Wyzwanie dla rosyjskich i ukraińskich służb
Zdaniem rosyjskich obrońców praw człowieka, twierdzenia oficerów GRU są "otwartym wyzwaniem zarówno dla rosyjskich, jak i ukraińskich służb".
"Oczywiście w najbliższej przyszłości w Kijowie nie wylądują rosyjscy wywiadowcy, aby zabić uciekiniera (nie ma wśród nich kamikadze), ale prezydent Władimir Putin i jego lokaje mogą spróbować przekupić kogoś w Ukrainie i zapłacić za to ogromne pieniądze z rosyjskiego budżetu" - podał Gulagu.net. Podkreślił jednocześnie, że zadaniem władz ukraińskich jest zapewnienie pilotowi należytej ochrony, "jeśli już zdecydowały się na nagłośnienie tej historii".
Operacja "Sinica"
Pod koniec sierpnia ukraiński wywiad wojskowy poinformował o przeprowadzeniu operacji "Sinica", w wyniku której pilot rosyjskiego śmigłowca Mi-8 został zmuszony do wylądowania w obwodzie charkowskim. Operacja była przygotowywana przez ponad pół roku.
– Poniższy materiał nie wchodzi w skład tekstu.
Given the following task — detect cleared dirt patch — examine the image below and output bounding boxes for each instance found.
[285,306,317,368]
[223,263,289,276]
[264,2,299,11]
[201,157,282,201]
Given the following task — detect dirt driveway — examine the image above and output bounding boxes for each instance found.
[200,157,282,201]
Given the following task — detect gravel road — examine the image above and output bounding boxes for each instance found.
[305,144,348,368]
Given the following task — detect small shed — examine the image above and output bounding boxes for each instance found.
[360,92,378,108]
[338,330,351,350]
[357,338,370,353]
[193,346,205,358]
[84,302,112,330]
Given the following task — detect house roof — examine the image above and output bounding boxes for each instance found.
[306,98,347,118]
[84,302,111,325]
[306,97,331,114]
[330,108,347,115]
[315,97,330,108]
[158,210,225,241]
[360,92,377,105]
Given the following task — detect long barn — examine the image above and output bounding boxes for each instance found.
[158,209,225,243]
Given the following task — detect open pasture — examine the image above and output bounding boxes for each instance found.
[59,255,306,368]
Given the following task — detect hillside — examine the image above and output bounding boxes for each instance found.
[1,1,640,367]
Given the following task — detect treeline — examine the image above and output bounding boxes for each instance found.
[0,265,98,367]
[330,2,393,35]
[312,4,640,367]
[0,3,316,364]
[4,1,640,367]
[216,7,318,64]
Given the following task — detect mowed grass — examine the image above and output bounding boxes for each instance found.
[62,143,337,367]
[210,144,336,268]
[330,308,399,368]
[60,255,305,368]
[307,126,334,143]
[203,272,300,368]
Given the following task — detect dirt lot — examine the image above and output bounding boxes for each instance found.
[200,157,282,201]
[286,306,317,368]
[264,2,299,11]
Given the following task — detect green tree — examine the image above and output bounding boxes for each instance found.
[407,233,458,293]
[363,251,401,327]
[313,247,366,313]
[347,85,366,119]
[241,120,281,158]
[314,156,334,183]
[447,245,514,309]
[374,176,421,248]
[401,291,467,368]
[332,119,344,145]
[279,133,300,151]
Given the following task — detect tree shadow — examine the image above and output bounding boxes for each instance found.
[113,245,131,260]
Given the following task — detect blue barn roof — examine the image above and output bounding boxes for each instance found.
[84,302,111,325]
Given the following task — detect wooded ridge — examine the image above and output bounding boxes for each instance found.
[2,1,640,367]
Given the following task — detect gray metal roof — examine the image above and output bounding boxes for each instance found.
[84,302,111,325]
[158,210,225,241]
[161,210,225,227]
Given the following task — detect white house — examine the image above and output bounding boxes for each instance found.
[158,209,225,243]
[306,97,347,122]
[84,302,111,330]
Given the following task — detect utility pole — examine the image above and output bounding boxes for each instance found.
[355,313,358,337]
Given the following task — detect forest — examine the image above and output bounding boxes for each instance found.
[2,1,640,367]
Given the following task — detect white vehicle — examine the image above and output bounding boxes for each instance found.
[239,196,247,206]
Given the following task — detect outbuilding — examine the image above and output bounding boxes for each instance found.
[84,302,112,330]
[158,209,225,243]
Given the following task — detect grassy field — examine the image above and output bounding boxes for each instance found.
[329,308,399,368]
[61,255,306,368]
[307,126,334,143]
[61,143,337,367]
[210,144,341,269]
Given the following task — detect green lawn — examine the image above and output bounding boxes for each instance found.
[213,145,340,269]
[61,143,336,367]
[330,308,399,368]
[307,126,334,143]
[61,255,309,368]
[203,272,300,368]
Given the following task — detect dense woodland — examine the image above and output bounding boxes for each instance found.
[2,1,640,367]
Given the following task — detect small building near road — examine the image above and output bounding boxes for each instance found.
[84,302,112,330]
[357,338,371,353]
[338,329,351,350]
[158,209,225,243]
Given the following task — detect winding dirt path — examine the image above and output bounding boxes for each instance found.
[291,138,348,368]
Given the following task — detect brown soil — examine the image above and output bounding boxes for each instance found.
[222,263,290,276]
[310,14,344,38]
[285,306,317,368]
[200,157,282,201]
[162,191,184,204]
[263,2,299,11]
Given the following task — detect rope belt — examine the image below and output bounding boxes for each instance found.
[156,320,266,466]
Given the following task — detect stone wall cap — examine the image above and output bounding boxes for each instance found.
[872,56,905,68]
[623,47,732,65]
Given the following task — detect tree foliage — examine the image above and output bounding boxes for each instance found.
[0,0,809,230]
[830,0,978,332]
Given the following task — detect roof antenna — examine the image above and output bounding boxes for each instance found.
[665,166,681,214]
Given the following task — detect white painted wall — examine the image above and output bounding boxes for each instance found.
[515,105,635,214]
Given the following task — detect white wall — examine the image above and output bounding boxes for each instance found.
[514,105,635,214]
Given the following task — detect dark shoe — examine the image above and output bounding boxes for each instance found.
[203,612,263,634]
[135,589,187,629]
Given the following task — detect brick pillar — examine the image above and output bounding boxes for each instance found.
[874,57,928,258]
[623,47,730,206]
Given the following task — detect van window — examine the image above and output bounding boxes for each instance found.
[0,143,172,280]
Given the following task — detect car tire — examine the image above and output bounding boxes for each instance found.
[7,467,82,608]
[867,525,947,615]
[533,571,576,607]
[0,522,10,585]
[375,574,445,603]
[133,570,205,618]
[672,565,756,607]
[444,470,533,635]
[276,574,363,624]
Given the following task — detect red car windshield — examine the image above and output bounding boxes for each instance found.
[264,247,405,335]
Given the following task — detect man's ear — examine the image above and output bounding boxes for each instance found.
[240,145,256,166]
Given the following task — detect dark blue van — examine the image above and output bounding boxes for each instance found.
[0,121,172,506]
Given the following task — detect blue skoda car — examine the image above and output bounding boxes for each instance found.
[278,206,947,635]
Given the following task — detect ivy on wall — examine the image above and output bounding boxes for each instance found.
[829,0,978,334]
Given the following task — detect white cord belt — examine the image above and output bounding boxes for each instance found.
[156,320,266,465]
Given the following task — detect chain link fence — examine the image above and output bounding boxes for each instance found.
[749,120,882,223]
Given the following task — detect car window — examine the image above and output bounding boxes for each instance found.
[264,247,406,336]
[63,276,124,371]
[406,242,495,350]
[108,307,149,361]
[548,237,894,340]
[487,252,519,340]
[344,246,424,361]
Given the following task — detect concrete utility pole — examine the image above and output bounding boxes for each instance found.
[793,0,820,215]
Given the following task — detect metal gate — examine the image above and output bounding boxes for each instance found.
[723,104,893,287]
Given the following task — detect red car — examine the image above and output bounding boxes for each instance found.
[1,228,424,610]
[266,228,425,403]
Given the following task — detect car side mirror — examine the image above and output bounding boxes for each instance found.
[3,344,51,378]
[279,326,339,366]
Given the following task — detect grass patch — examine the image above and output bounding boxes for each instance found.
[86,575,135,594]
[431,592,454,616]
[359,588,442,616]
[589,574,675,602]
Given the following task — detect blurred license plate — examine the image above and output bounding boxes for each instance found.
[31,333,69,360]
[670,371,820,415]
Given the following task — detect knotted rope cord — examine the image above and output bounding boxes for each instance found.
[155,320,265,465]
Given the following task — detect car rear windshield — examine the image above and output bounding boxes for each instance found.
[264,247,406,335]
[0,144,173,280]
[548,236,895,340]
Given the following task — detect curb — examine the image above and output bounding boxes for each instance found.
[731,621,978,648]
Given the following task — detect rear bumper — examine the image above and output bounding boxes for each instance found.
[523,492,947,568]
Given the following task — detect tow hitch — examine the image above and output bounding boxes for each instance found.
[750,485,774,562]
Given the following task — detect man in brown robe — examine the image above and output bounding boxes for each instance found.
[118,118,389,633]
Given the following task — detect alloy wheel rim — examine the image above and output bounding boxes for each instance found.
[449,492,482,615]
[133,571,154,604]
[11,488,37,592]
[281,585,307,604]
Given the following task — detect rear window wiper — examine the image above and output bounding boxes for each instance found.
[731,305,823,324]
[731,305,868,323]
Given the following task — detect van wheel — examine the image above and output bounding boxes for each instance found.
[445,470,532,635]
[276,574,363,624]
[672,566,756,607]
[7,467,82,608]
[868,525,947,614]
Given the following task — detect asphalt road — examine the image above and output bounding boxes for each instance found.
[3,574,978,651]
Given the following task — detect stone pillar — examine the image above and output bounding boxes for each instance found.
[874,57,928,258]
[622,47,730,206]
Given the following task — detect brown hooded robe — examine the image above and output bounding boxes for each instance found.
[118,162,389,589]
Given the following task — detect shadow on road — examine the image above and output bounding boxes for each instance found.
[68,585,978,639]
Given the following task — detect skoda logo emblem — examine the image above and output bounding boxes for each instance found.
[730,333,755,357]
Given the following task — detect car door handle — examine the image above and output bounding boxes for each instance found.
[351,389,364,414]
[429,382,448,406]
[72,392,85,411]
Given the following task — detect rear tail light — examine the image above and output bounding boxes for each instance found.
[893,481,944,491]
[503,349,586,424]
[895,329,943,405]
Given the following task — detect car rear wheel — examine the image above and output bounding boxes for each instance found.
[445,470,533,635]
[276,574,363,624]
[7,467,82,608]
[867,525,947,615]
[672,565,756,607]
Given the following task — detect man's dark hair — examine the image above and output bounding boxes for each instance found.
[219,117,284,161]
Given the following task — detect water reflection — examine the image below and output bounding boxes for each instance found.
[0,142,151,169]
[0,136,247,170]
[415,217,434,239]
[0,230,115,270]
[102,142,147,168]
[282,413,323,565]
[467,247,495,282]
Śmigłowiec Mi-8 był załadowany elementami wyposażenia rosyjskich myśliwców Su-27 i Su-30SM, przeznaczonymi dla armii rosyjskiej.
Służby podały, że pilot Mi-8 i jego rodzina przebywają na terytorium Ukrainy. Kuzminow mówił dziennikarzom w Kijowie, że sam zaproponował ukraińskim służbom, że się podda. Nie chciał walczyć. Wyznał, że będąc w Ukrainie, nadal chciałby latać.
"Wolny człowiek, w wolnym kraju"
Na początku września, w rozmowie z niezależną rosyjską internetową telewizją Nastojaszczeje Wriemia przedstawiciel ukraińskiego wywiadu Andrij Jusow powiedział, że 28-letni Maksim Kuzminow jest "wolnym człowiekiem w wolnym kraju". Jusow przypomniał, że w Ukrainie została przyjęta ustawa, która dotyczy m.in. żołnierzy rosyjskich, przechodzących na stronę sił ukraińskich. Zakłada ona, że tacy żołnierze otrzymują odpowiednie gwarancje bezpieczeństwa, w tym nowe dokumenty i wynagrodzenie.
- Trzeba jednak jasno zrozumieć, że w przypadku tej operacji motywy pilota były zdecydowanie niehandlowe. Nie chodziło o pieniądze, ponieważ piloci są już dość zamożną kategorią personelu wojskowego, jeśli mówimy o armii rosyjskiej - dodał Jusow. Pytany o przyszłość Kuzminowa nie wykluczył, że będzie on walczył w szeregach ukraińskich sił zbrojnych przeciwko reżimowi Putina.